В середине XVI в. русские мастера создали первые образцы артиллерийских систем залпового огня — многоствольные орудия, известные по документам того времени под названием «сорок» и «органов». Первые «сороки» появились, по-видимому, в середине XVI в., так как «сороковой» порох упоминается уже в 1555 г. Среди пушек Ермака в его знаменитом походе в Сибирь было одно такое орудие, имевшее семь стволов, калибром 18 мм (0,7 д). Стволы были соединены общим железным желобком, в который засыпался порох для воспламенения зарядов и производства одновременных выстрелов. Перевозили «сороку» Ермака на двухколесном небольшом стане. Из описания не дошедших до нас «сорок» видно, что характеристики их сильно разнились. На них устанавливалось от трех до десяти стволов, столько, сколько хотел мастер. Другой образец многоствольного оружия — «орган» — изготовляли, закрепляя на вращающемся барабане 4–6 рядов мортирок, калибром ок. 61 мм, по 4–5, а иногда и по 13 стволов в каждом ряду. По-видимому, орудием залпового огня была не дошедшая до наших дней «Стоствольная пушка», изготовленная в 1588 г. Андреем Чоховым. Описание «Стоствольной пушки» сделал участник польской интервенции в Московском государстве начала XVII в. С. Маскевич. Он видел ее «против ворот, ведущих к живому (устроенному на плавучих опорах —
С середины XVI в. техника изготовления артиллерийских орудий несколько меняется. В Москве начинают лить первые чугунные орудия, некоторые из которых достигали огромных размеров. Так, в 1554 г. была изготовлена чугунная пушка калибром ок. 66 см (26 дюймов) и весом 19,6 т. (1200 пудов), а в 1555 г. — другая, калибром ок. 60,96 см (24 дюймов) и весом в 18 т. (1020 пудов).
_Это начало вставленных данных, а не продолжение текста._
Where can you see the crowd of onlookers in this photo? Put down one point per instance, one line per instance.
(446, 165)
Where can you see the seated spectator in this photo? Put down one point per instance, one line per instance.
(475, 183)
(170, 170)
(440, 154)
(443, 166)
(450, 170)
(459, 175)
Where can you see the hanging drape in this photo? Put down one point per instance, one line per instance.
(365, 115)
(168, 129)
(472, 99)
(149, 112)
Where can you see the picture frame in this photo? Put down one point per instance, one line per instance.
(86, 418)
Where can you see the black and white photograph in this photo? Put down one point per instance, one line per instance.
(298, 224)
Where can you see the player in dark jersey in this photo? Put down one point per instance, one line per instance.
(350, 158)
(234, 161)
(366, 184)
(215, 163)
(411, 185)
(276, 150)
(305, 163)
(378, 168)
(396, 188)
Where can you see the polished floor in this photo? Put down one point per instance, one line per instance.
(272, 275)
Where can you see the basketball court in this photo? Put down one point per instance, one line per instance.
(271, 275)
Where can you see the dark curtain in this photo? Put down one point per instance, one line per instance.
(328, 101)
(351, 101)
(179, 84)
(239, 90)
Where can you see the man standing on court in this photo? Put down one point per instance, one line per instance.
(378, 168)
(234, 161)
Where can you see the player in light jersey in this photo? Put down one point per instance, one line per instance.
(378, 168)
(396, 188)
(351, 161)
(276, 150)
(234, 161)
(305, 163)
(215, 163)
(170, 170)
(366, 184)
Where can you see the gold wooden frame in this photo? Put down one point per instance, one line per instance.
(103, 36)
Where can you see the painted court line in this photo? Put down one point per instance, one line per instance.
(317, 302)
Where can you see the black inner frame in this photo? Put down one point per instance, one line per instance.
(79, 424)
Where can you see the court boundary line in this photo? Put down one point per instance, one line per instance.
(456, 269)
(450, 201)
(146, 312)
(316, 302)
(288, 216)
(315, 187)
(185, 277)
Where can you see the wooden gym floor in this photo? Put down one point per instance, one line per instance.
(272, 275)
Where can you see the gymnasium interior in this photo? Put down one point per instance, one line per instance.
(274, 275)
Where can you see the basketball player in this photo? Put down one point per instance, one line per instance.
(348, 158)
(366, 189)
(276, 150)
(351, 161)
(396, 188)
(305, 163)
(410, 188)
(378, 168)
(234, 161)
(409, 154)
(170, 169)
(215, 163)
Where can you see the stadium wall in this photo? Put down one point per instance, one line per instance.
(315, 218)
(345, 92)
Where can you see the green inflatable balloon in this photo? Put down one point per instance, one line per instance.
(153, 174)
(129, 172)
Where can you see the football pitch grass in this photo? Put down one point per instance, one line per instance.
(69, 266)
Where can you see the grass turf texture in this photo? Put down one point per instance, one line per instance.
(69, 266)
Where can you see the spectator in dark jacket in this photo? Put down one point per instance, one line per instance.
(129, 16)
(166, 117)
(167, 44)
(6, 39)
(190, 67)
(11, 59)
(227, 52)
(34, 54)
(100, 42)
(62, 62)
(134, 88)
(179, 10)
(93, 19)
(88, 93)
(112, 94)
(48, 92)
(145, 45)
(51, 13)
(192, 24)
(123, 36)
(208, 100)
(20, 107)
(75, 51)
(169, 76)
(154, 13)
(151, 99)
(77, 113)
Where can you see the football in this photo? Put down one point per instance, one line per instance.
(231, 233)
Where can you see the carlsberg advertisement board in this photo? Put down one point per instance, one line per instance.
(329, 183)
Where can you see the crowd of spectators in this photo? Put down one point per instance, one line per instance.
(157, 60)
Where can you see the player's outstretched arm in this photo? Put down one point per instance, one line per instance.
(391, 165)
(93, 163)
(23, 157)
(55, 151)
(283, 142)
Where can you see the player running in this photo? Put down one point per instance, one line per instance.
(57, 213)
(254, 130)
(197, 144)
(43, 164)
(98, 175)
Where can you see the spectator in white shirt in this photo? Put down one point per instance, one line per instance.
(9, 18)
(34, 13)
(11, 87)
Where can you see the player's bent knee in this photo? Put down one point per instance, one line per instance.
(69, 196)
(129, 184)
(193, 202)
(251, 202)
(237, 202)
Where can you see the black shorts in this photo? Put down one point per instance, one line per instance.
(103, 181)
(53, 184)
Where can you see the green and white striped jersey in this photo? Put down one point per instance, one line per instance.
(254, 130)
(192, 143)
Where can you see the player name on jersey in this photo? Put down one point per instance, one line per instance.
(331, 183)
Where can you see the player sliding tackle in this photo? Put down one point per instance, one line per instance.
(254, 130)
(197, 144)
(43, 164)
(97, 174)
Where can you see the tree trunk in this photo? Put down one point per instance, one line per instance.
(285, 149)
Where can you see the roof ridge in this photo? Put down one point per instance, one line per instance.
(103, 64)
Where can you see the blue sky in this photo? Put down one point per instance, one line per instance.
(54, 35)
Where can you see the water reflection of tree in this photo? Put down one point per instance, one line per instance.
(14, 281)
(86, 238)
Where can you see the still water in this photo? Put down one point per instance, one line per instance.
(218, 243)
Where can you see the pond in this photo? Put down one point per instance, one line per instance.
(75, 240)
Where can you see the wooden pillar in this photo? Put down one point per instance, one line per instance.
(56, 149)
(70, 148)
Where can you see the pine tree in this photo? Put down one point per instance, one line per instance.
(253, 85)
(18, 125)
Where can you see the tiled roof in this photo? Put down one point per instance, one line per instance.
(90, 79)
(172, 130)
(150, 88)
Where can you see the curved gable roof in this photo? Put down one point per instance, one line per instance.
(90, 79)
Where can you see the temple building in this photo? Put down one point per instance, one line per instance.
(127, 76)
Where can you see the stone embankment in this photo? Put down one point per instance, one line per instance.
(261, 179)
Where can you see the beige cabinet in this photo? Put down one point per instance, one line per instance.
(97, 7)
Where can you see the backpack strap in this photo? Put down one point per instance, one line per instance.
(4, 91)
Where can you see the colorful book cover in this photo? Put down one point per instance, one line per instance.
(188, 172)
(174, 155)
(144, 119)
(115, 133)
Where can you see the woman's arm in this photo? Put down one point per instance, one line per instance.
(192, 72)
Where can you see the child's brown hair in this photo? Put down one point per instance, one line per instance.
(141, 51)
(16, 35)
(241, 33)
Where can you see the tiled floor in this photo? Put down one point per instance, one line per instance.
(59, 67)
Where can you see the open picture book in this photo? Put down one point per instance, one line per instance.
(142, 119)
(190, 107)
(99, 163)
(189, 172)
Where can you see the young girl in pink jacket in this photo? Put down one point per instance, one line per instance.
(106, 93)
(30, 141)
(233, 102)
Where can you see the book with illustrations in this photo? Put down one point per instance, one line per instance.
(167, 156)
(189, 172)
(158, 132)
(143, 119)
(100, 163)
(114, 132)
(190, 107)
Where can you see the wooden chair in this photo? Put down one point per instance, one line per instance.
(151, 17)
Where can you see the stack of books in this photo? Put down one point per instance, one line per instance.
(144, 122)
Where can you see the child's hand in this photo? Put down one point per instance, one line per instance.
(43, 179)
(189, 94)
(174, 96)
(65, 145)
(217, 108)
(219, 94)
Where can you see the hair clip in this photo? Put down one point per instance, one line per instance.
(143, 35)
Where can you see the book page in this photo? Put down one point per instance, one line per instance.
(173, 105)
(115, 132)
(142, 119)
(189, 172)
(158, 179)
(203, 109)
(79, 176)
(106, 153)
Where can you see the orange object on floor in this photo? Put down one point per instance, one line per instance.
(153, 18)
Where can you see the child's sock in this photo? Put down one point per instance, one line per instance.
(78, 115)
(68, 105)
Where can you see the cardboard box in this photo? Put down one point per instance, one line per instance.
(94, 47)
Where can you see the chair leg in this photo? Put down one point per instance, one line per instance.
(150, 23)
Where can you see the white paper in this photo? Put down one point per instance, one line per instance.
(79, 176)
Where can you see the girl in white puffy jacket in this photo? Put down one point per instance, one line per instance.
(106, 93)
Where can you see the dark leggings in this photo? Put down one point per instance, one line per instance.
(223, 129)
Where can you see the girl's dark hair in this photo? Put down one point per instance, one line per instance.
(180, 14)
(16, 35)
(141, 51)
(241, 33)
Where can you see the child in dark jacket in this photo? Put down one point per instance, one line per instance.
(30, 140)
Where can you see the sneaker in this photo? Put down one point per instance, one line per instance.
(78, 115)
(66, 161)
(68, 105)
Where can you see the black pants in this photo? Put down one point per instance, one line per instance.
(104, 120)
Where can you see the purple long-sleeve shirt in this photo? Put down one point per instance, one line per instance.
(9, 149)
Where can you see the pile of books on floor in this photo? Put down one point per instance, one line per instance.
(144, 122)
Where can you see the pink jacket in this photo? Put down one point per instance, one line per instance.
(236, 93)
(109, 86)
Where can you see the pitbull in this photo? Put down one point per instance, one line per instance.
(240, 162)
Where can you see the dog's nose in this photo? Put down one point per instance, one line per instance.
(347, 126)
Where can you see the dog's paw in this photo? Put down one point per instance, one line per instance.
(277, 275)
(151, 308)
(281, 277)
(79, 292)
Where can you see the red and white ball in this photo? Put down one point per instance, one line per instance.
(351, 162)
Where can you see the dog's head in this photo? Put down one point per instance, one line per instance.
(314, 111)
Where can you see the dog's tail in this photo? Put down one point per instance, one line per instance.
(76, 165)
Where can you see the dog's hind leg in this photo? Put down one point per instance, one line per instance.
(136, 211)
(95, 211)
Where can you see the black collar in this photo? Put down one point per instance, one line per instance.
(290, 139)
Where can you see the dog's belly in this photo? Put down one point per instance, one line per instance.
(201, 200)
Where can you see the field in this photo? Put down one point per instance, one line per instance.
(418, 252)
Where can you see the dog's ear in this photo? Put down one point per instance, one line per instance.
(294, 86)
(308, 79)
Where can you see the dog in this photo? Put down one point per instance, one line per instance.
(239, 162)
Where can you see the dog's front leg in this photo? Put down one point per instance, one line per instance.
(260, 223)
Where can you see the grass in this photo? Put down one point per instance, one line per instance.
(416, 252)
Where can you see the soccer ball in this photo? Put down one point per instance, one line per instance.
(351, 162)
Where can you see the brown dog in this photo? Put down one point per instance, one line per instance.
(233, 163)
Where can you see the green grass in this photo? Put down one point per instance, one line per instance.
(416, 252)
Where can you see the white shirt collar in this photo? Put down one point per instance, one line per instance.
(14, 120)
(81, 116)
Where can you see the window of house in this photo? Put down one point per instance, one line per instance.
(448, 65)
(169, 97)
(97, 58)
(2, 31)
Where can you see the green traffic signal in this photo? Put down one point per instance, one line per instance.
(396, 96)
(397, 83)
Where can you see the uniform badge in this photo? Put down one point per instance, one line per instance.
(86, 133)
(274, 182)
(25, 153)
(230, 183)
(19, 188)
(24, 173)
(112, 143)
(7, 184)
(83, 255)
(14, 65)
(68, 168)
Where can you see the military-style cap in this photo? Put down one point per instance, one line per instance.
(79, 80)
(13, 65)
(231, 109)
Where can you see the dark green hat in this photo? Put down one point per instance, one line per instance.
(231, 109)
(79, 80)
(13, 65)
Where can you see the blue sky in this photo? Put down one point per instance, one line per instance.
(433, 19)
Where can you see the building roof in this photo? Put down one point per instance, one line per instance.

Русскую артиллерию того времени высоко оценивали многие современники, одним из самых примечательных стал отзыв Д. Флетчера: «Полагают, что ни один из христианских государей не имеет такого хорошего запаса военных снарядов, как русский царь, тому отчасти может служить подтверждением Оружейная Палата в Москве, где стоят в огромном количестве всякого рода пушки, все литые из меди и весьма красивые». Эрик Пальмквист, посетивший Россию в 1674 г., был удивлен хорошим состоянием русской артиллерии, в особенности наличием больших орудий, аналогов которым не было в Швеции.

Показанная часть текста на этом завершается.